- Ryżówka Location within Poland
- Coordinates: 54°4′57″N 23°7′12″E﻿ / ﻿54.08250°N 23.12000°E
- Country: Poland
- Voivodeship: Podlaskie
- County: Sejny
- Gmina: Krasnopol
- Population: 60
- Postal code: 16-412
- Car plates: BSE

= Ryżówka =

Village in Gmina Krasnopol, Poland

Ryżówka , is a village in the administrative district of Gmina Krasnopol, within Sejny County, Podlaskie Voivodeship, in north-eastern Poland. The village lies on provincial road 653, on Lake Dowcień.
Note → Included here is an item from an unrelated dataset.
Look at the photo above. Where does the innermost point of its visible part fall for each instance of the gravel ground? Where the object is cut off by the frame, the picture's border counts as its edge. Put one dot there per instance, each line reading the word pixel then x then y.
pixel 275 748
The faithful of the Roman Catholic Church belong to the parish of the Immaculate Conception of the Blessed Virgin Mary in Wigry.

== Geography ==
The village is situated on the border of the Suwalki Landscape Park. The village buildings adjoin Lake Dowcień, a body of water surrounded by fields and oak-hornbeam forests.

== History ==
In 1827 it was recorded that the population of the village numbered at 13 and 2 homes and in 1889 it was numbered at 63 people and 4 homes

On 23 February 1944, near the village there was fighting between Polish partisans and German soldiers. During World War II, some of the buildings in the village were burnt down.